A fisherman observed a large fish kill in Betty’s Branch, a creek that flows to the Savannah River, on July 27, 2013. Preceding the fish kill, flows within the Savannah River were unusually high as a result of a nearly month-long rain event starting in late June 2013 (see Figure 1).  Under “normal” flows throughout the year, the river gauge near the Fury’s Ferry bridge reads an average of 14 feet.  However, during the flood event the water increased over 5 feet according to the gauge and remained at that level for nearly 2 weeks.  On July 19, 2013, flows in the river were rapidly reduced by nearly 2 feet to an average gauge height of nearly 18 feet; flows remained there for nearly 1 week. On the morning of July 27, 2013, the morning of the fish kill, the river flows were rapidly reduced by nearly 3 feet to a gauge height of 15 feet.  The extended flooding condition within the vegetated areas of Betty’s Branch was long enough for the bacteria to decay vegetation and use up all the dissolved oxygen in the stagnant water.  The rapid decrease of river elevation caused a release of low dissolved oxygen water from the stagnant pools within the wetlands and backyards to flow toward the creek, ultimately suffocating fish within the creek.  After the fish kill, GADNR contacted SNSA to discuss the fish kill.  During that time, one of the biologists said they measured high concentrations of iron in the water.  This piece of data was strong evidence that the rapid decrease of river level caused low dissolved oxygen water to rapidly flow to the creek because once bacteria use all of the available dissolved oxygen within the water, other bacteria will use nitrate, then iron and manganese, then sulfate, and finally carbon dioxide for energy.  This series of energy producing substances for bacteria is called the “respiration cascade” and is a well-known series of chemical reactions that allow bacteria to inhabit almost every environment known.  In essence, the measured iron played an important role in allowing us to understand the complex scenario of this particular fish kill; the iron severed as an indicator of the water quality and water flow conditions.

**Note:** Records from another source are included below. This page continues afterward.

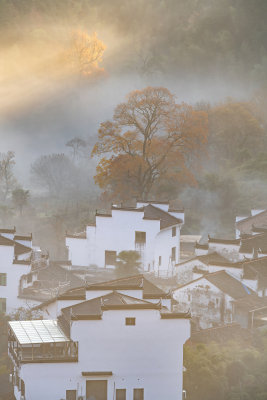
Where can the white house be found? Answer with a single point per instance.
(114, 347)
(186, 271)
(210, 298)
(15, 261)
(151, 228)
(135, 286)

While many fish were killed during this event, the positive aspect of this event is that it easily allows us to recommend operational strategies to avoid killing fish under similar circumstances in the future.  Since the USACE regulates flows within the Savannah River, the rapid decreases in river flow were caused by decreased water discharge from Thurmond Dam.  In the future, flows after extended flooding could be slowly ramped down over several days to allow for slow release of low dissolved oxygen water from flooded areas.  This would slowly introduce smaller amounts of low dissolved oxygen water to the creek, which will either give fish an opportunity to seek higher dissolved oxygen water or dilute the low dissolved oxygen water with more oxygenated water in the creek.   Over the next few years, the USACE will be seeking information and data on how to better operate flows within the river with one of the main goals of protecting the river ecosystem.  Lowering the flows after flooding will be one easy operational recommendation for ecosystem protection.